The company comprises five staff – three founders and two junior research assistants, based at the Bio Innovation Hub in Oxford. The company has benefited from support and funding from the Carbon 13 accelerator programme. The scheme brought together 71 environmental innovators in Cambridge who spent six weeks discussing ideas and opportunities. Ben Wilding recalls: “At the teambuilding stage I met the other founders Ben Williams and Laura van Marrewijk. We were really excited about precision fermentation and spent two months developing a business idea and pitching it to Carbon 13. We founded the company officially in 2022. We were chosen to receive an investment of £120,000 from Carbon 13. We have also won five other grants which have created an extra £120,000. We are excited to now have £500,000 to take our business to the next stage.”
Sun Bear Bioworks has made small quantities in the lab and expects to scale up to produce 50-litre batches by summer 2023. It will then take a couple of years to get a license to sell to consumers. Cosmetics has a lower barrier to entry so might be a starting point although the main goal is food as that is where 70% of palm oil is used. Globally Singapore, Israel and the US are progressive in terms of food innovation and might offer quicker entry to the market. There has been a lot of interest from food producers including big global manufacturers with production facilities. Sun Bear Bioworks is particularly keen to work with plant-based meat companies. Ben Wilding adds: “We see them as ideal partners because many benefit from the functional qualities of palm oil but avoid it because their customers won’t accept it for environmental reasons. So they have a problem that we can solve. They can find us at https://www.sunbearbioworks.com.”

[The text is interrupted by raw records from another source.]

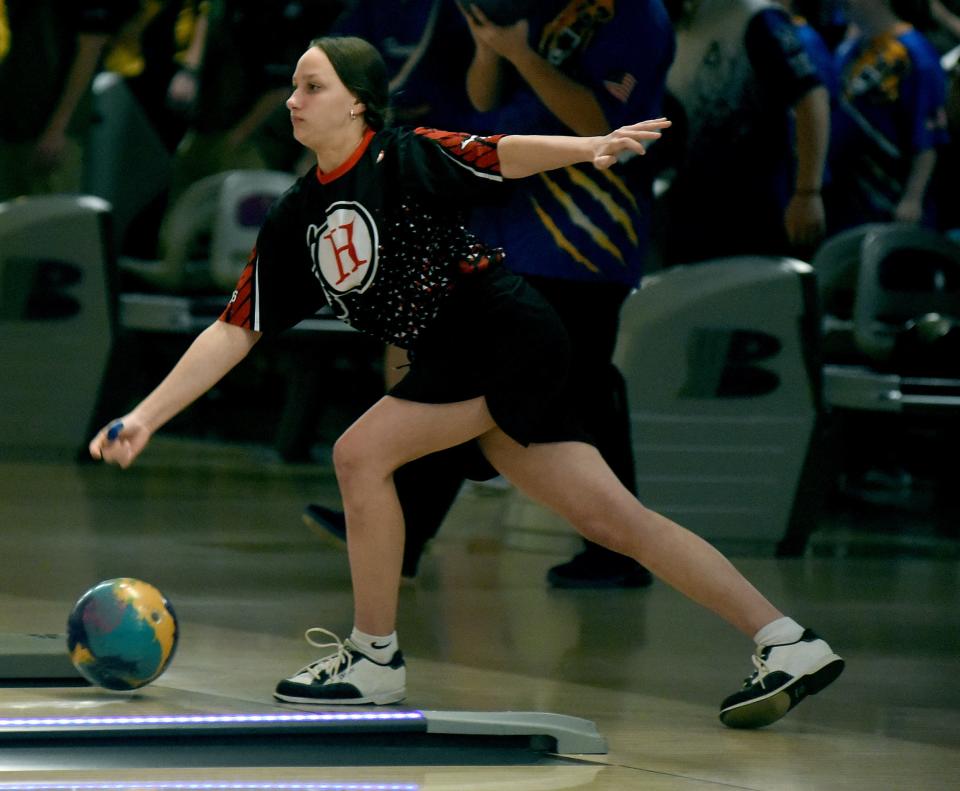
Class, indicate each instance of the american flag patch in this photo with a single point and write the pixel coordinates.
(621, 90)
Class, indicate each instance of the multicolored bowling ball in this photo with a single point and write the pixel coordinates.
(122, 634)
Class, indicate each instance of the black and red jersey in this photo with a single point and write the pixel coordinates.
(381, 239)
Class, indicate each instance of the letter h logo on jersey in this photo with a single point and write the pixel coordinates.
(344, 249)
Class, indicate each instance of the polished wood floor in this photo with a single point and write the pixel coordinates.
(217, 527)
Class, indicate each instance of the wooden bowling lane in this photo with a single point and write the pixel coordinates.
(218, 529)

Palm oil is a $70 billion industry and is expected to grow to $100 billion by 2030. The oil has been used in food and cosmetics since the 1970s and since then, annual global production has grown from 2 million tonnes to 70 million tonnes. There are solid reasons why it is a ubiquitous ingredient. Cost is a big factor but also qualities that give it an edge over other oils. Ben Wilding points out: “As a commodity, it has the highest yield of any edible oil. To produce any other type, you need between five and seven times more land. Olive oil uses a lot more land and a lot more water. Another benefit is that it is odourless and tasteless, so it works well behind the scenes as a functional ingredient. It is semi-solid, which means it doesn’t melt at room temperature and can be used in margarine, for frying and in salad dressings. Palm oil is used in over 200 derivative products so for us to have an impact on the environment we need a replacement capable of making those derivatives.”
Palm oil production comes at a heavy price, with the destruction of tropical rainforests and the species that inhabit them. The palm oil industry produces over 500 million tonnes of carbon annually. Sun Bear Bioworks estimates their process at scale would enable an 80% reduction in carbon impact on the environment than palm oil production. In December 2022 the EU created a new law banning products connected with deforestation. So companies like Sun Bear Bioworks, that address the urgent need for an alternative to palm oil, are more important than ever.